Extraction using Vision¶
This recipe shows how to use LLMs — in this case, OpenAI GPT-4o and Anthropic Claude 3.5 Sonnet — to extract an image into a structured output using Mirascope’s response_model
.
Mirascope Concepts Used
Background
Traditionally, extracting text from images was done using Optical Character Recognition (OCR). LLMs have greatly enhanced the ability to automatically extract and analyze complex information from documents, significantly improving efficiency and accuracy in data processing tasks, since they have the ability to comprehend context, semantics, and implications within that text.
Setup¶
To set up our environment, first let's install all of the packages we will use:
!pip install "mirascope[openai]"
import os
os.environ["OPENAI_API_KEY"] = "YOUR_API_KEY"
# Set the appropriate API key for the provider you're using
Extracting Receipt Items¶
We define an Item
model that has some information we care to extract.
from pydantic import BaseModel, Field
class Item(BaseModel):
name: str = Field(..., description="The name of the item")
quantity: int = Field(..., description="The quantity of the item")
price: float = Field(..., description="The price of the item")
Creating the prompt¶
There are differences between how providers handle their multimodal inputs. For example, OpenAI supports passing in images directly, whereas Anthropic requires the image to be base64 encoded. Mirascope eliminates the need to handle these providers differently and unifies the interface for you. For all providers that support multimodal, we can take advantage of Mirascope parsing and pass in the image directly via {<variable_name>:image}
.
Also, We set the response_model
to list[Item]
so that our LLM knows to extract each item.
from mirascope.core import anthropic, openai, prompt_template
@openai.call(model="gpt-4o", response_model=list[Item])
@prompt_template(
"""
SYSTEM:
Extract the receipt information from the image.
USER:
{url:image}
"""
)
def extract_receipt_info_openai(url: str): ...
@anthropic.call(
model="claude-3-5-sonnet-20240620", response_model=list[Item], json_mode=True
)
@prompt_template(
"""
Extract the receipt information from the image.
{url:image}
"""
)
def extract_receipt_info_anthropic(url: str): ...
let's get the results:
import base64
import httpx
image_url = "https://www.receiptfont.com/wp-content/uploads/template-mcdonalds-1-screenshot-fit.png"
image_media_type = "image/png"
image_data = base64.b64encode(httpx.get(image_url).content).decode("utf-8")
print(extract_receipt_info_openai(image_url))
print(extract_receipt_info_anthropic(image_url))
[Item(name='Happy Meal 6 Pc', quantity=1, price=4.89), Item(name='Snack Oreo McFlurry', quantity=1, price=2.69)] [Item(name='Happy Meal 6 Pc', quantity=1, price=4.89), Item(name='Snack Oreo McFlurry', quantity=1, price=2.69)]

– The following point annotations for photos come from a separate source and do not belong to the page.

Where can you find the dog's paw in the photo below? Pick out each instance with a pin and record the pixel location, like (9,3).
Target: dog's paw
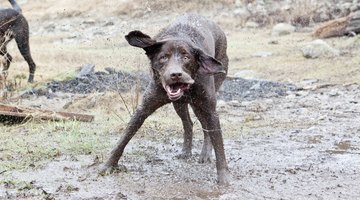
(205,157)
(184,155)
(107,170)
(224,178)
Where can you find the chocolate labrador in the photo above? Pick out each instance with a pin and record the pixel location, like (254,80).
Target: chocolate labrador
(14,25)
(188,64)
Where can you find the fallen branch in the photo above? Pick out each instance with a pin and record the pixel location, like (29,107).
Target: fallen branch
(14,114)
(349,25)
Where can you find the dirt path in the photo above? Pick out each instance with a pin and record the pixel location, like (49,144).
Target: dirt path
(304,145)
(282,140)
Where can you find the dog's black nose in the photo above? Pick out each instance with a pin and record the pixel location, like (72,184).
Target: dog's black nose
(175,76)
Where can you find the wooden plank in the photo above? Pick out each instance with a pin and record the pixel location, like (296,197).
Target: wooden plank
(7,112)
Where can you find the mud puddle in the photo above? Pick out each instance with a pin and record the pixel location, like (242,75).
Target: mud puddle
(304,145)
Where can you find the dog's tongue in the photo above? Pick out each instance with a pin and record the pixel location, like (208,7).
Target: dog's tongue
(173,90)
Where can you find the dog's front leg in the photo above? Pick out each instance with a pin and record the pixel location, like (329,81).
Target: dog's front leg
(205,111)
(153,99)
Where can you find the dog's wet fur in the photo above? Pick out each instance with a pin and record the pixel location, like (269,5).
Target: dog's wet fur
(188,63)
(13,25)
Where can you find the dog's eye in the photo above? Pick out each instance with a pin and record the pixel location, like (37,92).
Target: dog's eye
(186,58)
(163,59)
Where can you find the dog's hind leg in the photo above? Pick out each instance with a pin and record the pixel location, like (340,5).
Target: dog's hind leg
(183,111)
(211,125)
(22,40)
(7,58)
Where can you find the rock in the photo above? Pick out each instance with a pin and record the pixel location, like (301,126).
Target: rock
(247,73)
(319,48)
(89,22)
(86,70)
(251,24)
(282,29)
(262,54)
(309,81)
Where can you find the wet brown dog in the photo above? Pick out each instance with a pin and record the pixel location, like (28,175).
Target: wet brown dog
(189,63)
(14,25)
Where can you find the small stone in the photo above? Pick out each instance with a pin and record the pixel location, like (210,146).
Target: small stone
(251,24)
(262,54)
(319,48)
(282,29)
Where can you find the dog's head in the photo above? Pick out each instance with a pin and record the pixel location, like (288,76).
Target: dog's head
(175,63)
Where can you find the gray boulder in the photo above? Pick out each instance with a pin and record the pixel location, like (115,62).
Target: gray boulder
(319,48)
(282,29)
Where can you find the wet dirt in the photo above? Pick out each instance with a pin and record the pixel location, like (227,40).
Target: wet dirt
(304,145)
(282,141)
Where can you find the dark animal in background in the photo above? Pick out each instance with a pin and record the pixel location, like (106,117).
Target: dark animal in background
(14,25)
(188,64)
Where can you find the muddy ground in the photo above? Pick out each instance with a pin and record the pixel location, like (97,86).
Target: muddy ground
(291,125)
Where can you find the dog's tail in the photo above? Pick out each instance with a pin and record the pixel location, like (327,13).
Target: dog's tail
(15,6)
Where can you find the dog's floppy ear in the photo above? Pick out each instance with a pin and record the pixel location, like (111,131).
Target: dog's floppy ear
(139,39)
(208,64)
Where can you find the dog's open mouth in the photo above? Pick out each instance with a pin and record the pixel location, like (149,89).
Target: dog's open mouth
(176,90)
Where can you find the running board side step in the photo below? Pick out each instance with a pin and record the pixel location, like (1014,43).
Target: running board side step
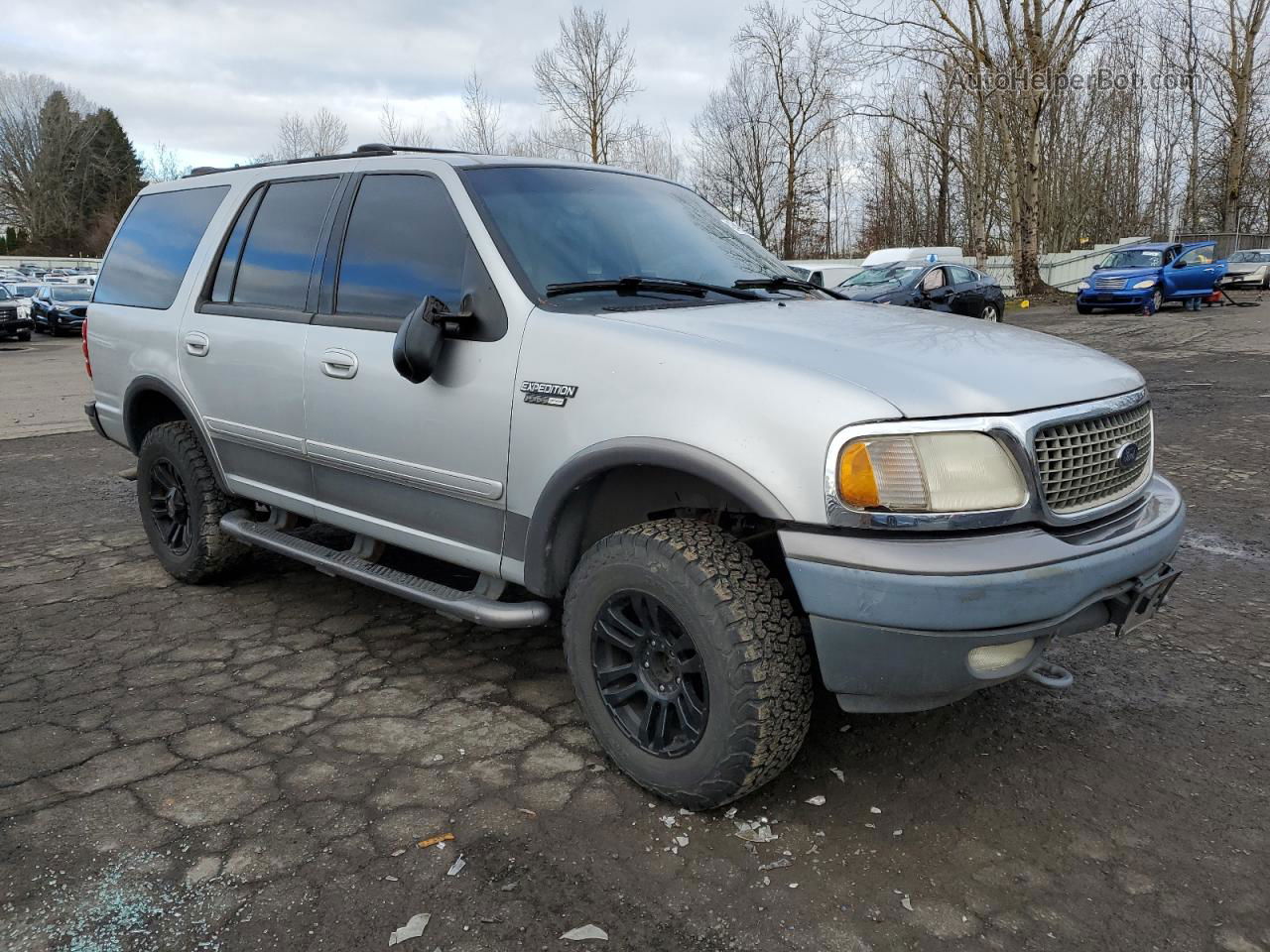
(441,598)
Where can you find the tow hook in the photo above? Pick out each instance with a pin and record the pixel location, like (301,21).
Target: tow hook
(1051,675)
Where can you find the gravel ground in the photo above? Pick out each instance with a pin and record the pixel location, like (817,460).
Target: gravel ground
(250,767)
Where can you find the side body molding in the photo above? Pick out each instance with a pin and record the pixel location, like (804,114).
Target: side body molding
(540,575)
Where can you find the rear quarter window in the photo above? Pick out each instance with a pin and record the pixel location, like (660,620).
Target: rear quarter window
(153,249)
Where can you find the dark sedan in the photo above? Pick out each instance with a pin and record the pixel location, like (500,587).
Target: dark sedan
(60,308)
(13,321)
(934,286)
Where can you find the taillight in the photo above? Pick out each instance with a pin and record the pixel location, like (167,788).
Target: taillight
(87,363)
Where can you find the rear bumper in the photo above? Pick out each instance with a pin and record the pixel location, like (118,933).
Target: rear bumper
(896,619)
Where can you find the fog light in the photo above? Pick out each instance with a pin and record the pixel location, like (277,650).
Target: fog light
(997,657)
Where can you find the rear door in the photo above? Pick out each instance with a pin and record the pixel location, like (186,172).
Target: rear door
(241,347)
(417,465)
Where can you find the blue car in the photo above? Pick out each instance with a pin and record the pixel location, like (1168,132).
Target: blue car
(1134,277)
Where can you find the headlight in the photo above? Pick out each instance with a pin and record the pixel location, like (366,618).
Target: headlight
(930,472)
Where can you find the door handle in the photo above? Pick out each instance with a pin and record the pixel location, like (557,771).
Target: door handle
(197,344)
(338,363)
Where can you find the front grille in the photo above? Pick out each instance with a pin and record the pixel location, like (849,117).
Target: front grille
(1079,462)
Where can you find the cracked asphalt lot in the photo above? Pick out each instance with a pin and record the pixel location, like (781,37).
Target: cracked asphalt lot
(250,767)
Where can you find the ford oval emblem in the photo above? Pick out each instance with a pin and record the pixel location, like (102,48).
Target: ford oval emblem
(1127,456)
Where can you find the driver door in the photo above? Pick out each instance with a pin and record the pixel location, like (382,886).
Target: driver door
(422,466)
(1194,273)
(938,291)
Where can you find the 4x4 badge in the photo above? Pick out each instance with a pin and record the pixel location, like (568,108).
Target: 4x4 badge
(548,394)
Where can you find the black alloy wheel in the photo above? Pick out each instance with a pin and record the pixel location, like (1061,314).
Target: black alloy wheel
(649,674)
(169,507)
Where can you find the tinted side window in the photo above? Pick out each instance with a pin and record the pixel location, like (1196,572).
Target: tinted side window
(278,255)
(404,241)
(154,246)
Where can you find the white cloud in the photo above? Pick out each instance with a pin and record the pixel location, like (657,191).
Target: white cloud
(211,79)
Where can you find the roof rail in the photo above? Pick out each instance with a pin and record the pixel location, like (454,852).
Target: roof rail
(362,151)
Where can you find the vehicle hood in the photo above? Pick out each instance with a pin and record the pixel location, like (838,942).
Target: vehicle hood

We see that both LLMs return the same response which gives us more confidence that the image was extracted accurately, but it is not guaranteed.

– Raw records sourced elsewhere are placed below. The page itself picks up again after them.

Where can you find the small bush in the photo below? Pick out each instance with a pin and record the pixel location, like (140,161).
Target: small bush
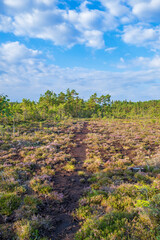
(8,203)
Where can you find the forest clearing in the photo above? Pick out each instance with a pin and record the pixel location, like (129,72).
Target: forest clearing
(80,179)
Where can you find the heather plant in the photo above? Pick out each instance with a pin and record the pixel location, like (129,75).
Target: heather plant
(8,203)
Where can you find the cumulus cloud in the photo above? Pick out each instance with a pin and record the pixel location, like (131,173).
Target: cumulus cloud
(111,49)
(141,35)
(35,76)
(13,52)
(148,9)
(63,27)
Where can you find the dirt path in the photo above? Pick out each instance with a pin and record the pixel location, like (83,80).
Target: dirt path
(70,184)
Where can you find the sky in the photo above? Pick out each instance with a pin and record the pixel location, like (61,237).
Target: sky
(103,46)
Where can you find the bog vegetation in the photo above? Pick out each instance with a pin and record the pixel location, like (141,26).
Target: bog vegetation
(119,173)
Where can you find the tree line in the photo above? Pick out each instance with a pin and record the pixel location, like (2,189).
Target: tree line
(69,105)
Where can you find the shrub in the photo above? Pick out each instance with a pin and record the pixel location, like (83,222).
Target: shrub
(8,203)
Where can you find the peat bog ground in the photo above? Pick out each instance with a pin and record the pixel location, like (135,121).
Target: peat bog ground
(80,179)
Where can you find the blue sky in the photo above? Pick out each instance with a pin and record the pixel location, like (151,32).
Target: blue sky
(100,46)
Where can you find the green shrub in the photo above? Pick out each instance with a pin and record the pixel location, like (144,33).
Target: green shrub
(8,203)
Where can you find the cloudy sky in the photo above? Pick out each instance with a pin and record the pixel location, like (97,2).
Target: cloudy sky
(100,46)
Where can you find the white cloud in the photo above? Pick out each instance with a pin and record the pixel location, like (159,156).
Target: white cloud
(6,24)
(62,26)
(147,63)
(13,52)
(111,49)
(141,35)
(116,7)
(148,9)
(28,76)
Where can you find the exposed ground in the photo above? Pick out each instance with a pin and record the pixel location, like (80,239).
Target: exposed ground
(72,186)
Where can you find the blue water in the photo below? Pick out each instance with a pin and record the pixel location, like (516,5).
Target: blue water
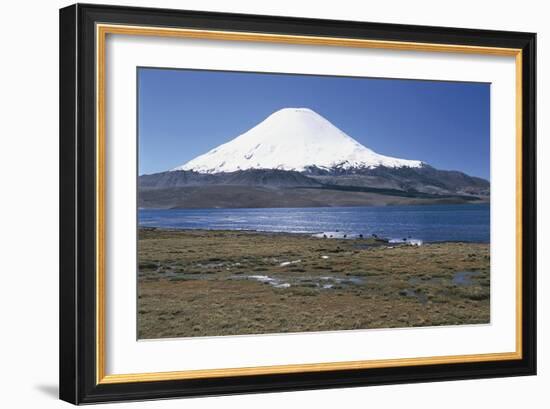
(430,223)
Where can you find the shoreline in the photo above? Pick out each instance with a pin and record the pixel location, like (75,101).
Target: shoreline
(307,234)
(228,282)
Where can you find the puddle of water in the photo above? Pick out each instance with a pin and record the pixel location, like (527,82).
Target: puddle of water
(409,241)
(464,277)
(418,295)
(419,280)
(326,282)
(288,263)
(274,282)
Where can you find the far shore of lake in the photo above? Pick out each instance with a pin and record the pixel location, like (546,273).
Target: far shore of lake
(228,282)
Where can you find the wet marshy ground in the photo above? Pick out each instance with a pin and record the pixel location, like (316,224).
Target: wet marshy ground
(209,283)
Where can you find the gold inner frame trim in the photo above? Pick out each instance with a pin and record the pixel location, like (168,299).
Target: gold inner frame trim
(101,32)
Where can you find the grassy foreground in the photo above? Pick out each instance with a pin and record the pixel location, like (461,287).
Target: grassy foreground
(210,283)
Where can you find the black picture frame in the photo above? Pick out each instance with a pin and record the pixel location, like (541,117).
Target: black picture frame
(78,358)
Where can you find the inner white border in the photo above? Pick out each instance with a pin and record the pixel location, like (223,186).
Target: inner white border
(126,355)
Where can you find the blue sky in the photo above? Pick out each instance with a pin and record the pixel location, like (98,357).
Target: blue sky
(184,113)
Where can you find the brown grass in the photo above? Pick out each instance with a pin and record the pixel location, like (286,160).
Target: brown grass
(195,283)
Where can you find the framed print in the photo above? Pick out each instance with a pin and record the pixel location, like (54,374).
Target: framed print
(258,203)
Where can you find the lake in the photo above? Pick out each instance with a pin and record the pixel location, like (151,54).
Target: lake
(428,223)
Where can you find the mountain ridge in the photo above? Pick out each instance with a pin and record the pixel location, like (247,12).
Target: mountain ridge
(292,139)
(297,158)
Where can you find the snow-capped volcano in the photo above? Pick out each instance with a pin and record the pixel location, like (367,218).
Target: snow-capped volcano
(292,139)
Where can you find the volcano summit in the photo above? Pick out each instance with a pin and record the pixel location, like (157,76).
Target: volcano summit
(297,158)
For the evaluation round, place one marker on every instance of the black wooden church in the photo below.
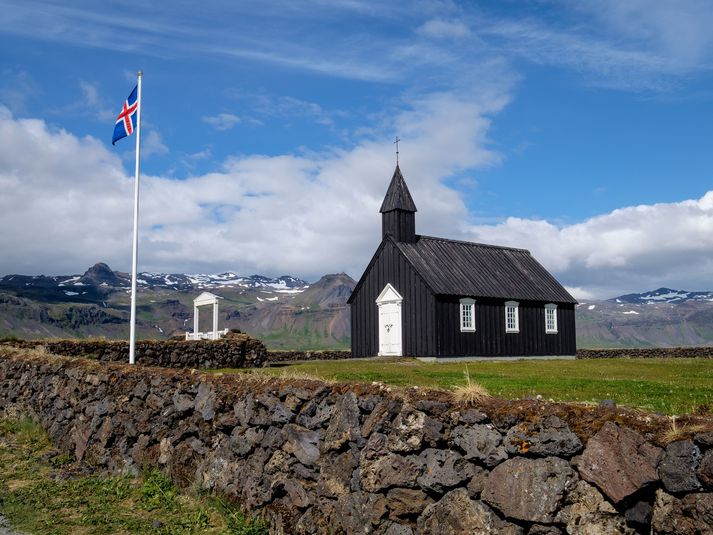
(433, 297)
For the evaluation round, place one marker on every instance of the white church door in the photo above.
(389, 303)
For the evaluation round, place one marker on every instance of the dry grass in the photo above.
(471, 393)
(681, 432)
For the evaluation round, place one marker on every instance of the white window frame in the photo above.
(465, 304)
(516, 315)
(553, 308)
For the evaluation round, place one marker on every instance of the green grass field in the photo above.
(670, 386)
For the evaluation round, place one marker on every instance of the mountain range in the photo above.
(289, 313)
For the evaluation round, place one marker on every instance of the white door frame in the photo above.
(390, 335)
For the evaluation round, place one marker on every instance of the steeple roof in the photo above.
(397, 196)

Additional Real-World Examples
- Split your Bill: Building off our example, we can upload our receipt along with a query stating who ordered what dish and have the LLM split the bill for you.
- Content Moderation: Classify user-generated images as appropriate, inappropriate, or requiring manual review.

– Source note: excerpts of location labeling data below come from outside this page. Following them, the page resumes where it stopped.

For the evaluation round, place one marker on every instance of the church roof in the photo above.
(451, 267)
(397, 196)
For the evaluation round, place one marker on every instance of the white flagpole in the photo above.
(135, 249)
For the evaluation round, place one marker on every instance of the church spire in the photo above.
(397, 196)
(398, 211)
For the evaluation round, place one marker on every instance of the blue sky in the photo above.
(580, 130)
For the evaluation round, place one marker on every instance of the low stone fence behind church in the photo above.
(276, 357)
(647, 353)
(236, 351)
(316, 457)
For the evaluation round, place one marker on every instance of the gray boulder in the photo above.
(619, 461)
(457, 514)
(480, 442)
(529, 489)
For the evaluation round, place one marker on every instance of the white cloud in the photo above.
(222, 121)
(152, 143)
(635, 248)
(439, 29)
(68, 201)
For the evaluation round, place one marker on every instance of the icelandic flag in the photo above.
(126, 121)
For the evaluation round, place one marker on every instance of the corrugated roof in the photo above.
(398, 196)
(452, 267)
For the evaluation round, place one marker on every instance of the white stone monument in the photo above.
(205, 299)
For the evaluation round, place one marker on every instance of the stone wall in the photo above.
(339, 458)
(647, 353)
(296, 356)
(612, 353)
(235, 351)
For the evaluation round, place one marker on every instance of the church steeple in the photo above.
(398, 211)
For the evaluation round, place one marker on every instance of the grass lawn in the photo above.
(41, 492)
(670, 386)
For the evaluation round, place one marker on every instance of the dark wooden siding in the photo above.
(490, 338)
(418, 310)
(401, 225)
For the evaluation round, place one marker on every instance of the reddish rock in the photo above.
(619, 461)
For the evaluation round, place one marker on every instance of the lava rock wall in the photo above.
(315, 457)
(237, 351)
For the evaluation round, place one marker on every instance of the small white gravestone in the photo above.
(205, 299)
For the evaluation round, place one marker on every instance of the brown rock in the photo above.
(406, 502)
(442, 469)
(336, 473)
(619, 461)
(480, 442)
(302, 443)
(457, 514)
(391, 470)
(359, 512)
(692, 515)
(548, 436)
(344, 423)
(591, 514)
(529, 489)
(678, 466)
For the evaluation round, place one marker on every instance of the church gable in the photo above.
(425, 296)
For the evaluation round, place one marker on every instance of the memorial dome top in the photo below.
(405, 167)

- Ecommerce Product Classification: Create descriptions and features from product images.
When adapting this recipe to your specific use-case, consider the following:
- Refine your prompts to provide clear instructions and relevant context for your image extraction. In our example, there were sub-items that were not extracted, which depending on your situation may need to be extracted as well.
- Experiment with different model providers and version to balance accuracy and speed.
- Use multiple model providers to verify if results are correct.
- Use
async
for multiple images and run the calls in parallel.